Neverway: the Grand Tableau is an homage to Jonathan Tweet’s Everway with the aim of updating the system, plugging some gaps and making it easier to obtain play materials (e.g. by basing the fortune deck on the Lenormand). This post is an introduction, and in later posts I’ll write down the functional system including Lenormand cards and how they’re drawn, duelling, etc.

Overview

Here is a summary of features:

  • A 36 card fortune deck (based on the Petit Lenormand card decks)
  • Resolution using Karma, Drama and Fortune
  • Characters have four main attributes (after card suits/elements), and a three-card divination spread (after Everway’s Virtue-Fault-Fate)
  • A point-buy approach to attributes and powers
  • Attributes can go down in the game as a fatigue mechanism (“damage” as an in-game currency is mostly absent in Everway)
  • Powers are tied to specific cards or Suits
  • A duelling system that makes use of Lenormand card suits and values (can be simulated using a reduced deck of playing cards)

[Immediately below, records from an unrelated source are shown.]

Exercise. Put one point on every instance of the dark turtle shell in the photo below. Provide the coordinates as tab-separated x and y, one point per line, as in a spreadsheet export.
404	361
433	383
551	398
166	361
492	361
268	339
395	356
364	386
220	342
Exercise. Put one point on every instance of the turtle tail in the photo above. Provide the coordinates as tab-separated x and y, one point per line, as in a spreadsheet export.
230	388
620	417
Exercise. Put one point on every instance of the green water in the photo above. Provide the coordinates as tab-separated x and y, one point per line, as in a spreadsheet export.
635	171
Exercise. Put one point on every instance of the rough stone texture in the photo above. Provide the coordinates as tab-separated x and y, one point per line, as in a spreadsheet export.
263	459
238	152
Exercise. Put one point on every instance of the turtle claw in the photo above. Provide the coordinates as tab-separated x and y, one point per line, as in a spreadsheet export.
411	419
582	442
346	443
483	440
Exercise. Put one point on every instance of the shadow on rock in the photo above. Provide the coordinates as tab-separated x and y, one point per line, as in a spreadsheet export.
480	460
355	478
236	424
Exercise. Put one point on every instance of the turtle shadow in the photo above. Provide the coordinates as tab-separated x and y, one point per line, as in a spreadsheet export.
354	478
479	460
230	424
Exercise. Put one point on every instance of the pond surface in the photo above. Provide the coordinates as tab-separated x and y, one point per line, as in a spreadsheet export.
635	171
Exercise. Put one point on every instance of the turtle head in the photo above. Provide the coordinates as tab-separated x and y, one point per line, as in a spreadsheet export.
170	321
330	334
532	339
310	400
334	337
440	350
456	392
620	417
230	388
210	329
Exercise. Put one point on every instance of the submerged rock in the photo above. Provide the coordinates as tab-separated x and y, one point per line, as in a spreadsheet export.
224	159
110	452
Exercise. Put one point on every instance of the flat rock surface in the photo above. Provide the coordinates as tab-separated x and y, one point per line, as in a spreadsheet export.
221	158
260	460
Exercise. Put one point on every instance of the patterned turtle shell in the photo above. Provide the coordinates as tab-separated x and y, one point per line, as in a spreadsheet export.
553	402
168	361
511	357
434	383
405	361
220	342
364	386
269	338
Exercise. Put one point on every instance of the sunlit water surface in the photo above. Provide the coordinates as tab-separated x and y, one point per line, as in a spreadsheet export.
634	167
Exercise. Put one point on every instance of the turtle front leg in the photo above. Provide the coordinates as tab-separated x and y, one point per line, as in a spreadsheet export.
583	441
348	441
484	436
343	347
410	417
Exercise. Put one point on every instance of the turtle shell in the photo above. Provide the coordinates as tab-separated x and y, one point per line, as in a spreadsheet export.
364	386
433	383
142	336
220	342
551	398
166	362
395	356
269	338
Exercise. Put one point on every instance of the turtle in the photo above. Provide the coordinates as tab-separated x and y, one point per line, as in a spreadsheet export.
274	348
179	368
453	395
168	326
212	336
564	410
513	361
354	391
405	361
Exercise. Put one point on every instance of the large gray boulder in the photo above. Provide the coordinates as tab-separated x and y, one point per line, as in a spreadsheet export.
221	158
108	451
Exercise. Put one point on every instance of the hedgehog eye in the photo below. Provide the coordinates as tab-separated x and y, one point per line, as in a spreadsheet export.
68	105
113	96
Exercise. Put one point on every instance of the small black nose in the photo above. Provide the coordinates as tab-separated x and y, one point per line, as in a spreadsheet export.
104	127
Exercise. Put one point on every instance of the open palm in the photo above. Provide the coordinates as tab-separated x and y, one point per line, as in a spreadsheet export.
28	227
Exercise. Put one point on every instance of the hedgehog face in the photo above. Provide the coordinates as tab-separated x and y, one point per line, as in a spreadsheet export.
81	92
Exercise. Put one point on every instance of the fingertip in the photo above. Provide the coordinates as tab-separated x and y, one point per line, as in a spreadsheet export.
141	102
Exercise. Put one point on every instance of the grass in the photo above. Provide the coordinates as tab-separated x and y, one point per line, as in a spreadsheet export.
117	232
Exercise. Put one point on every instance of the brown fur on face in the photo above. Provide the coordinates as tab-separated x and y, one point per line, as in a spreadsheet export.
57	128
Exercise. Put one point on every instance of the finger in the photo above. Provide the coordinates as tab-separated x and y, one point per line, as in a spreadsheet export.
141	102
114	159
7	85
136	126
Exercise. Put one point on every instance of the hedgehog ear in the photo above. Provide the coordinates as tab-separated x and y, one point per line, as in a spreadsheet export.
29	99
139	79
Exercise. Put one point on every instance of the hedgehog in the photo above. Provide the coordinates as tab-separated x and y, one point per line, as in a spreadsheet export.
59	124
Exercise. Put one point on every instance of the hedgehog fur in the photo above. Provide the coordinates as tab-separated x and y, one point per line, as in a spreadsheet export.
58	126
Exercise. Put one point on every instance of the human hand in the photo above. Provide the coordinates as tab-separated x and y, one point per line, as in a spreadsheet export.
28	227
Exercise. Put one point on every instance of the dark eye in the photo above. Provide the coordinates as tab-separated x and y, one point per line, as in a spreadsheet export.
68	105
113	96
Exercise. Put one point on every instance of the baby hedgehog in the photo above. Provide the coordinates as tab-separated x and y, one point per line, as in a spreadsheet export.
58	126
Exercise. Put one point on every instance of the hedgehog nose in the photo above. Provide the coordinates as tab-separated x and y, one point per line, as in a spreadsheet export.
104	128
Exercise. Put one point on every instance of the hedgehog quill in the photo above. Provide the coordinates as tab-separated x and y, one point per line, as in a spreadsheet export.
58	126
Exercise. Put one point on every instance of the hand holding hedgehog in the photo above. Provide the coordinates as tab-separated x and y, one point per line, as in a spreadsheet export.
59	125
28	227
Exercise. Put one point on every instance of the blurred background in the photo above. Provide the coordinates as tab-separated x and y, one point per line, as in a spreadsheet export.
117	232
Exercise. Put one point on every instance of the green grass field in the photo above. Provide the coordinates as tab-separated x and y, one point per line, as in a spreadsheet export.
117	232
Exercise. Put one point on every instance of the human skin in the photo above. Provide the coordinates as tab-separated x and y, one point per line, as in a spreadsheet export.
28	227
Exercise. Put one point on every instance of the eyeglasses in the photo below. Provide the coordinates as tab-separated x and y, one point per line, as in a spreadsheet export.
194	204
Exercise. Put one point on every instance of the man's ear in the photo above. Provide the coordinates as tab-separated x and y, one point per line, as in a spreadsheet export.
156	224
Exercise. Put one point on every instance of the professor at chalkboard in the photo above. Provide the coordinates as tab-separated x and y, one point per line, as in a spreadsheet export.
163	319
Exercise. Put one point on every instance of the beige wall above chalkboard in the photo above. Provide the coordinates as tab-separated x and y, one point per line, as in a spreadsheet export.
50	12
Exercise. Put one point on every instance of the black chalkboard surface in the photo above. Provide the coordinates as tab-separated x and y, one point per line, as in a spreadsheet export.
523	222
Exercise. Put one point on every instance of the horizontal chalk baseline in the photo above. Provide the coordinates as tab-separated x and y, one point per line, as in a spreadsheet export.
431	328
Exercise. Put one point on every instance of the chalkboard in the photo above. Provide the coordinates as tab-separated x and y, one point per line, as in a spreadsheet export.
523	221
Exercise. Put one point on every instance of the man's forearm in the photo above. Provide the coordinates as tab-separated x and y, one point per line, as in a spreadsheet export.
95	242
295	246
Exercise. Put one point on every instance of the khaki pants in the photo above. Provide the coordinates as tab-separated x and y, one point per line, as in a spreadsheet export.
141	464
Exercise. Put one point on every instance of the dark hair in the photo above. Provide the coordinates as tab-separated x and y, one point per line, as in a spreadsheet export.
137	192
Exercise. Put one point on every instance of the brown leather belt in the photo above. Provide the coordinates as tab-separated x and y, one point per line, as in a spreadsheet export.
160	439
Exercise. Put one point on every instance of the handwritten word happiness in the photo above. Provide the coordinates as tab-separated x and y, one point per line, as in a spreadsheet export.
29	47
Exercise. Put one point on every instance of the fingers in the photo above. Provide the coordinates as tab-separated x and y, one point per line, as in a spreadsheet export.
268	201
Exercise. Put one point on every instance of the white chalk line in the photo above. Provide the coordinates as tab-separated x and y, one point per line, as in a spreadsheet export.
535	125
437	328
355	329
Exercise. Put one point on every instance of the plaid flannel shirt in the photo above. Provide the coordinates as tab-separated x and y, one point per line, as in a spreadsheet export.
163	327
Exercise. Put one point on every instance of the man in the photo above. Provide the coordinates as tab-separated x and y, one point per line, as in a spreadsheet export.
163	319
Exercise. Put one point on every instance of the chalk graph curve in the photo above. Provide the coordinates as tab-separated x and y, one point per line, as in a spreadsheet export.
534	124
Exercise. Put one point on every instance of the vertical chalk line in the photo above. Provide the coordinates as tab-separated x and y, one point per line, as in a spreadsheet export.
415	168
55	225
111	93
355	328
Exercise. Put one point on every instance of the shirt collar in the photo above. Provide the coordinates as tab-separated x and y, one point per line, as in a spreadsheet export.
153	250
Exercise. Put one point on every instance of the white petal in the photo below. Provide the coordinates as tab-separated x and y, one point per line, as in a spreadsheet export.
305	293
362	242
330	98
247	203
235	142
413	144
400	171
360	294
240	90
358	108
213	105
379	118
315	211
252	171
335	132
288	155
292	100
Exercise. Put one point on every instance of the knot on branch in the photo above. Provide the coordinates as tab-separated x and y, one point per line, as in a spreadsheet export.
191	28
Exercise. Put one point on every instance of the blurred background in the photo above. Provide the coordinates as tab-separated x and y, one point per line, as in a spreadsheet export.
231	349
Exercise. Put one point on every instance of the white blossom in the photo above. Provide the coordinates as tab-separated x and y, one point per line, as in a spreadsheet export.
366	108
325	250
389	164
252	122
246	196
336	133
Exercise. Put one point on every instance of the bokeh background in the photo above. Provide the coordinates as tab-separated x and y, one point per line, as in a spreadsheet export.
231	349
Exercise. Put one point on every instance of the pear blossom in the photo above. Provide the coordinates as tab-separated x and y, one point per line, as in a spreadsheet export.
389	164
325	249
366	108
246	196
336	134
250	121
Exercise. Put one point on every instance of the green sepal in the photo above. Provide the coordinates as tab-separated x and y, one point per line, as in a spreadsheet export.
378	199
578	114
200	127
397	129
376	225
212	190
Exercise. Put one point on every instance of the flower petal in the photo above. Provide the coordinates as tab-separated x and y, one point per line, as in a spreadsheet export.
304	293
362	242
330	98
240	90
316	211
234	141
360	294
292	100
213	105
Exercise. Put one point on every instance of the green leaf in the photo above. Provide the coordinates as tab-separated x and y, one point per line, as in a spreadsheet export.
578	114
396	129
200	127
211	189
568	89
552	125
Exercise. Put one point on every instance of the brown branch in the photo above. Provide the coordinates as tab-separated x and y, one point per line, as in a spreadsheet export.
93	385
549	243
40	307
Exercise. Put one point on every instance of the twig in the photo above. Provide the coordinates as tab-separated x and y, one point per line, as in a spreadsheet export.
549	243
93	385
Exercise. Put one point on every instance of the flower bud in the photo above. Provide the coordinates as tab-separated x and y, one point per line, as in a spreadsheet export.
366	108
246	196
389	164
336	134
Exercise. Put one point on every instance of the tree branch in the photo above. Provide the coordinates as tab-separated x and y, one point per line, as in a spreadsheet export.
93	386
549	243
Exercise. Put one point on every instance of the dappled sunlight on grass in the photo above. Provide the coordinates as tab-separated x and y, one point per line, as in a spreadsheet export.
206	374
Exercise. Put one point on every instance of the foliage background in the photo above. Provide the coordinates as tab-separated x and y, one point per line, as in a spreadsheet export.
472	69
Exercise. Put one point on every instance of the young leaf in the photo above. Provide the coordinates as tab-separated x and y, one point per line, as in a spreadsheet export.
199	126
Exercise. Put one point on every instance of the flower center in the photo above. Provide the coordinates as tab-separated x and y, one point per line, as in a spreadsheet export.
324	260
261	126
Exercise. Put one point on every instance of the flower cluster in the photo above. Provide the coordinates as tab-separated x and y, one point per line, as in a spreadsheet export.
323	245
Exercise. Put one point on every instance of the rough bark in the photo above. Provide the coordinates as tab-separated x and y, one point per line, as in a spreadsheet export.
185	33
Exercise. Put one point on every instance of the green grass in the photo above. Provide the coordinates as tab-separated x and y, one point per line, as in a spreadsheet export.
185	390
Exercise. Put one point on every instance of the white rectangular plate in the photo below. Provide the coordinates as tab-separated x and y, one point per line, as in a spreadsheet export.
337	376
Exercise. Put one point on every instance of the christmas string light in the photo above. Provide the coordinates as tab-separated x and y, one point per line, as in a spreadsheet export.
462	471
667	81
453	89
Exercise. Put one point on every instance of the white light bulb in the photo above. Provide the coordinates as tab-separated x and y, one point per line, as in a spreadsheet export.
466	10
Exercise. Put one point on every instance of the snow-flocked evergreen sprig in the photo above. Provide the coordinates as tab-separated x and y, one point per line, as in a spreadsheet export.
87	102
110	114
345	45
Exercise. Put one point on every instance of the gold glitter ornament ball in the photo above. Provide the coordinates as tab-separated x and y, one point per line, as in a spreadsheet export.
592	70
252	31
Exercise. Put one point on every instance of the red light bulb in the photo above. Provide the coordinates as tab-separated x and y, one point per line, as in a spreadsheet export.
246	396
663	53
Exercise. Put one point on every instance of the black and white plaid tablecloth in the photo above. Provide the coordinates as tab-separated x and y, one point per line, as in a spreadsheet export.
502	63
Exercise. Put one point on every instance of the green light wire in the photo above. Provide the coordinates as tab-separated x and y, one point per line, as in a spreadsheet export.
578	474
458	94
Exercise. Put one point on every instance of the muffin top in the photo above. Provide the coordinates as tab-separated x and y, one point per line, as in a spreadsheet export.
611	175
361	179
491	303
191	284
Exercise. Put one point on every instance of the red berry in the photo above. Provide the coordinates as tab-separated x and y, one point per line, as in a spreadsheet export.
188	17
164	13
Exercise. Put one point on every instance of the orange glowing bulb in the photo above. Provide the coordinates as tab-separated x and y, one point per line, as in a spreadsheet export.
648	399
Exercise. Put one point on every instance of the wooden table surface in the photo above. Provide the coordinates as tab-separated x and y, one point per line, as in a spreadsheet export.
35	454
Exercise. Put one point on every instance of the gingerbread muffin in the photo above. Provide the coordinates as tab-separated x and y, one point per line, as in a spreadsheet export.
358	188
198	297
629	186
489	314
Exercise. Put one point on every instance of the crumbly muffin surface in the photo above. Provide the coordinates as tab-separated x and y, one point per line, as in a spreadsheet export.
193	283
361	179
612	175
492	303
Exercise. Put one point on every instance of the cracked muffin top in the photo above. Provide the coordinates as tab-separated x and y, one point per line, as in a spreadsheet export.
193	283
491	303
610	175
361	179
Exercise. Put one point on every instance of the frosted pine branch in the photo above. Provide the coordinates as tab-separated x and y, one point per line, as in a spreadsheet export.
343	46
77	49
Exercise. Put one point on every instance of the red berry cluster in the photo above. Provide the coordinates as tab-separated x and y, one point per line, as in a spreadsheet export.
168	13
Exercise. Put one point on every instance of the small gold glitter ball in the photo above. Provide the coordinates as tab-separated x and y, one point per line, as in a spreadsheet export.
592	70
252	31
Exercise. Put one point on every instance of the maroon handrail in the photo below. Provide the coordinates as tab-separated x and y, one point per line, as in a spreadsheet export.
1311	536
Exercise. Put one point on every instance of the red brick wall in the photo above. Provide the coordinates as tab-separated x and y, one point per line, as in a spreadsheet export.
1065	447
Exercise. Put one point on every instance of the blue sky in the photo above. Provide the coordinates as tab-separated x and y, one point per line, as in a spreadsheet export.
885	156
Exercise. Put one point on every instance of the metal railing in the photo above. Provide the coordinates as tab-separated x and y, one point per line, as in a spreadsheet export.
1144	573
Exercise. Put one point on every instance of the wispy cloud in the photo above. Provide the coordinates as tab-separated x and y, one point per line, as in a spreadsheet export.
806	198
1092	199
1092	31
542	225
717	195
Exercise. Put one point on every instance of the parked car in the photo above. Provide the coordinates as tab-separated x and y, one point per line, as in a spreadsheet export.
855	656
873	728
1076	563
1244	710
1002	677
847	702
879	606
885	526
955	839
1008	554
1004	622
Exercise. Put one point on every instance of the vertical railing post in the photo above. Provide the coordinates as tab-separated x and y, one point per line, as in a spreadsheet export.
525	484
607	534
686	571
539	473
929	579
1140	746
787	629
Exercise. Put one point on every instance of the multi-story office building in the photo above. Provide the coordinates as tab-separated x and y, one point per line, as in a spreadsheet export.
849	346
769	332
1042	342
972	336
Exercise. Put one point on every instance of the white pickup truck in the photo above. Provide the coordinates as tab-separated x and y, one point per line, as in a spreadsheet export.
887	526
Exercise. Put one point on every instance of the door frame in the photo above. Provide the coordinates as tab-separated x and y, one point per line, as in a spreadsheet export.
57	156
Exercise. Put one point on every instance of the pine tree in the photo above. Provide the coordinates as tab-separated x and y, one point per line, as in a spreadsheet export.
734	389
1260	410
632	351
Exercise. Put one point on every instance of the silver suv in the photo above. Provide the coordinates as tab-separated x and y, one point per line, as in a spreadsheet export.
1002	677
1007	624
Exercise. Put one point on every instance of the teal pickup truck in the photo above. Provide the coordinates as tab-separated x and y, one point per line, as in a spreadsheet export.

Similar to Everway, Grand Tableau’s world is a series of connected worlds or realities — specifically the Grand Tableau of 36 houses. Characters are able to pass between worlds using their own decks (not unlike Amber’s Trumps). Those decks represent the cosmic structure of the world, and will vary in design between realms and cultures.

Just as in Everway the Realms can be defined/brainstormed using a three-card reading (similar to the spread for each character). Individual antagonists and obstacles can be given ratings in one or more of the four Suits to determine the level of challenge they offer.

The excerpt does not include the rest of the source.